Methods: We reviewed quarterly program data from Centers for Disease Control and Prevention HIV treatment sites among seven PEPFAR‐supported countries with mature treatment programs (>80% treatment coverage). Interruption in treatment (IIT) in the months with the most restrictive mitigation measures or lockdown (April to June 2020 [P2]) were compared with the three‐month periods before (January–March 2020 [P1]) and after (July–September 2020 [P3]). Narrative data were reviewed for context.
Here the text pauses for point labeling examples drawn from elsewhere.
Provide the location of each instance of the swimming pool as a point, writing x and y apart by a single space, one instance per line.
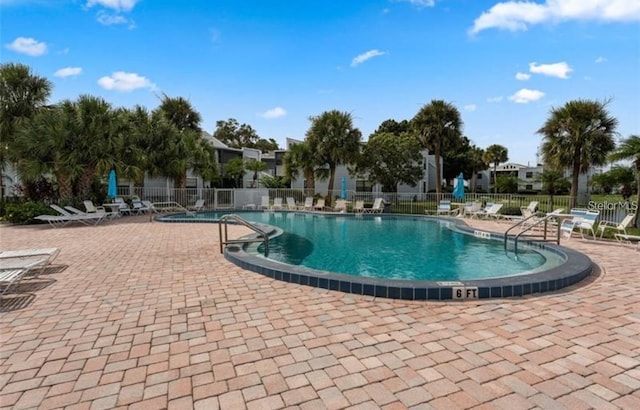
398 251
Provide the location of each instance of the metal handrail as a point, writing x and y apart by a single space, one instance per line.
528 228
225 241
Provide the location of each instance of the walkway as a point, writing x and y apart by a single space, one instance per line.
150 315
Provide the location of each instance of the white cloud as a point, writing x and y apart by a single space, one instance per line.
125 82
559 70
107 19
28 46
366 56
276 112
68 72
525 95
117 5
419 3
520 15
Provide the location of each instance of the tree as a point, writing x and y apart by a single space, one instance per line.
187 146
335 141
553 183
629 149
578 135
438 127
22 94
300 159
392 159
495 154
237 135
255 166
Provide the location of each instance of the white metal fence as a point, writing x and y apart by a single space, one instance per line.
406 203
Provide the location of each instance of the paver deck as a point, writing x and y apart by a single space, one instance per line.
150 315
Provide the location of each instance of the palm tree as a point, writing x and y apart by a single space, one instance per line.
22 94
438 127
578 135
495 154
334 141
256 167
300 159
553 182
629 149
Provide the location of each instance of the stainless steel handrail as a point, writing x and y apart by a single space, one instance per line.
528 228
263 237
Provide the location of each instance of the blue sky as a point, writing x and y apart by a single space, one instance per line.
273 64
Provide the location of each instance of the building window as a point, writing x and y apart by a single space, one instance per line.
192 183
363 185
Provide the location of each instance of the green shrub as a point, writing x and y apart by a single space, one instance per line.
23 213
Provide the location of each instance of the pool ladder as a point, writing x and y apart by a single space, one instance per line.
224 240
543 221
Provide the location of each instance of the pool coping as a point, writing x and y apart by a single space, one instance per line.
576 267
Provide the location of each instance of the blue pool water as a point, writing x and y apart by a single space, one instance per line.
410 248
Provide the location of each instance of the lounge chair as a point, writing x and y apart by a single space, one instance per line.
10 277
291 204
340 206
308 204
377 208
444 208
123 207
151 207
533 207
92 209
582 219
198 206
47 255
624 238
277 205
139 207
12 270
264 204
620 227
76 215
Results: During December 2019, 1,838,396 individuals were receiving antiretroviral therapy (ART) in the seven PEPFAR‐supported countries assessed. Overall, in the quarter before the lockdowns (P1 vs. P2), 23% more patients experienced IIT; in the quarter after the lockdowns (P3 vs. P2), 10% fewer patients experienced IIT (Table 1). Although results varied by country, the number of patients experiencing IIT after the lockdown was either less than that during the lockdown or remained lower than before the lockdown, with the exception of Botswana. Common themes from narratives showed that programs used alternate facility refills, multi‐month dispensation, community‐based ART refills, and social distancing and mitigation measures in clinics to adapt to the COVID‐19 pandemic.
Abstract OALX01LB04‐Table 1. Interruptions in treatment during the COVID‐19 pandemic
Country | Patients experiencing an interruption in treatment (IIT) | Positive value indicates P1 had a greater IIT than P2* | Negative value indicates P2 had a greater IIT than P3* | ||
---|---|---|---|---|---|
January to March 2020 (P1) | April to June 2020 (P2 to lockdown) | July to September 2020 (P3) | % Change between P1 and P2: (P1 to P2)/P2 × 100 | % Change between P3 and P2: (P3 to P2)/P2 × 100 | |
Total | 51,966 | 42,133 | 37,780 | 23 | −10 |
Botswana | 221 | 1891 | 1113 | −88 | −41 |
eSwatini | 298 | 181 | 186 | 65 | 3 |
Namibia | 2276 | 1974 | 2047 | 15 | 4 |
Rwanda | 548 | 534 | 525 | 3 | −2 |
Uganda | 16,115 | 23,046 | 15,069 | −30 | −35 |
Zambia | 25,968 | 9060 | 14,806 | 187 | 63 |
Zimbabwe | 6540 | 5447 | 4034 | 20 | −26 |
Conclusions: During the initial COVID‐19 lockdowns, treatment interruptions did not increase across PEPFAR‐supported countries with high ART coverage. These findings suggest the rapid adoption of innovative strategies including policies around multi‐month dispensing and community ART access sustained HIV treatment during the initial months of the COVID‐19 pandemic. However, further research is warranted to understand the variation in IIT among these countries.